49. DBMS Benchmarking
• The TPC Benchmark™H (TPC-H) is a decision support
benchmark.
• It consists of a suite of business oriented ad-hoc queries and
concurrent data modifications.
• The queries and the data populating the database have been
chosen to have broad industry-wide relevance.
• This benchmark illustrates decision support systems that
examine large volumes of data, execute queries with a high
degree of complexity, and give answers to critical business
questions.
50. Points to Remember
• Indexes must be chosen to speed up important
queries (and perhaps some updates!).
– Index maintenance overhead on updates to key fields.
– Choose indexes that can help many queries, if possible.
– Build indexes to support index-only strategies.

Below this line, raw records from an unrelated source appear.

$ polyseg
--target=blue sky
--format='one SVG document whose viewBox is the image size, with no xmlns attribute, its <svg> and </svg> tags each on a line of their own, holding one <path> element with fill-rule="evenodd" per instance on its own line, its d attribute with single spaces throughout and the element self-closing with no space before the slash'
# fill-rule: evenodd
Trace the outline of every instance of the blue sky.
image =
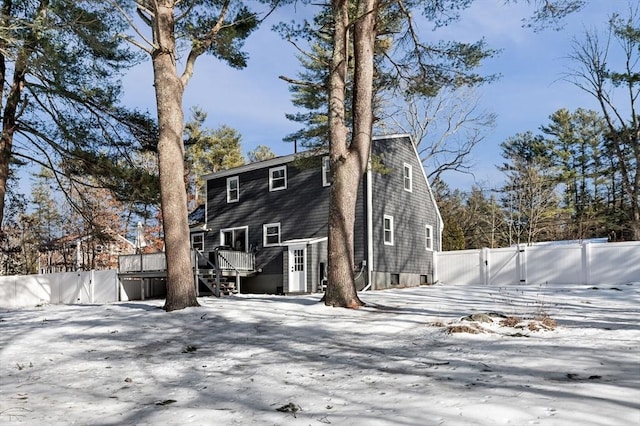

– Clustering is an important decision; only one index on a
given relation can be clustered!
– Order of fields in composite index key can be important.
• Static indexes may have to be periodically re-built.
• Statistics have to be periodically updated.
51. Points to remember (Contd.)
• Over time, indexes have to be fine-tuned (dropped,
created, re-clustered, ...) for performance.
– Should determine the plan used by the system, and adjust
the choice of indexes appropriately.
• System may still not find a good plan:
– Only left-deep plans?
– Null values, arithmetic conditions, string expressions, the
use of ORs, nested queries, etc. can confuse an optimizer.
• So, may have to rewrite the query/view:
– Avoid nested queries, temporary relations, complex
conditions, and operations like DISTINCT and GROUP BY.